More Tapped Peterson Calls Surface

Superior Court Judge Al Girolami talks to attorneys during a hearing in the Laci Peterson murder case in Stanislaus Superior Court in Modesto, Calif., Friday, June 6, 2003. Girolami ruled Friday that autopsy results of Laci Peterson and her unborn son would remain sealed AP

An investigator who wiretapped Scott Peterson's phones says he recently discovered 176 calls that were recorded without his knowledge, and prosecutors are asking a judge to determine whether police can screen them for evidence.

In court papers filed Wednesday, investigator Steven Jacobson said the calls were discovered Friday by an expert from the software company that designed the wiretap system. The two men listened to about 10 seconds of one of the calls to determine that hidden computer files contained actual phone calls and not a dial tone or dead air.

"We heard a person in a Southern drawl talking to Scott Peterson in what appeared to be a business-related call," Jacobson wrote in an affidavit.

Jacobson said he had not heard that conversation before among the 3,858 phone calls police previously acknowledged logging on the fertilizer salesman's home and cellular phones. He said he didn't listen to any others before having them transferred to computer discs and sealed in envelopes for Superior Court Judge Al Girolami to review.

The newly discovered calls could present another hurdle for prosecutors as they fight defense claims of prosecutorial misconduct over the wiretaps. When word of the previous wiretaps came out, defense lawyer Mark Geragos asked the judge to dismiss the prosecutors handling the case or toss out the wiretaps because investigators listened to portions of conversations between Peterson and his lawyer.

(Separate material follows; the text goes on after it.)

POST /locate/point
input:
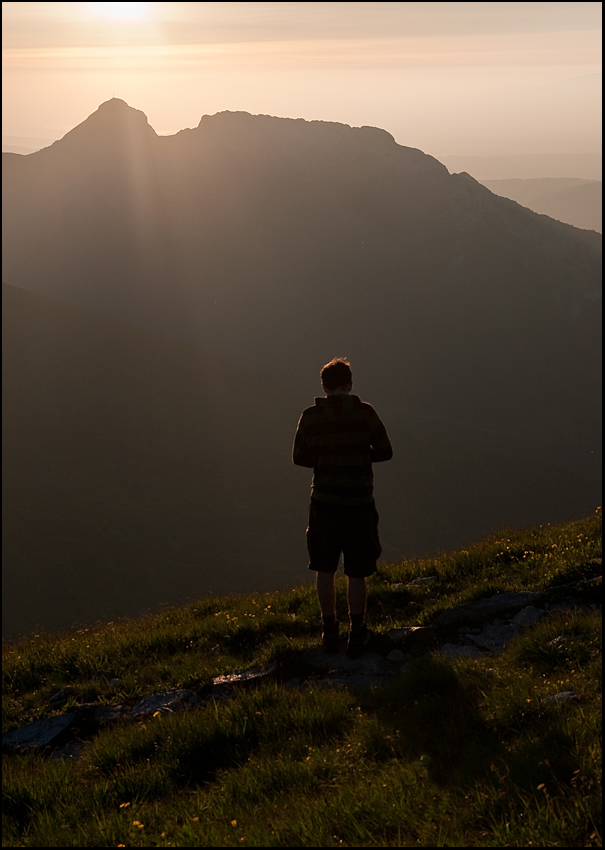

Peterson, 30, has pleaded innocent to two counts of murder and could face the death penalty if convicted in killings of his wife and unborn son. He was arrested after their remains washed ashore in San Francisco Bay in April, near where he said he was fishing Christmas Eve when his pregnant wife vanished.

Prosecutors have said officers mistakenly listened to snippets of two of 69 conversations between Peterson and lawyer Kirk McAllister and one conversation with a private investigator, but Geragos said that was enough to find that they had violated attorney-client privilege.

Girolami has scheduled a June 26 hearing on the wiretap and other matters.

Both sides are bound by a gag order and cannot comment.

In a related court matter, the defense appealed a judge's order to unseal search warrants, saying their release would ignite a "media firestorm of misinformation."

Geragos filed his appeal Tuesday at the Fifth District Court of Appeals in Fresno to keep eight search warrants from being made public next month.

Superior Court Judge Roger Beauchesne ruled Thursday that the documents, which are expected to contain evidence and police theories, should be unsealed July 8 after a previous appellate ruling expires.

That order, however, is now on hold as the court considers Geragos' latest appeal. Prosecutors and lawyers for California newspapers and broadcasters, who argued to release the documents, have a week to file responses.

Police used the search warrants to seize Peterson's truck, boat and trailer, along with scores of items from the couple's home.

Geragos said in court papers that he wants Beauchesne's decision reversed and wants him removed from the case. He maintained that prosecutors told him they, too, want Beauchesne removed from the case, but prosecutors refused to comment, saying they would file their own court papers.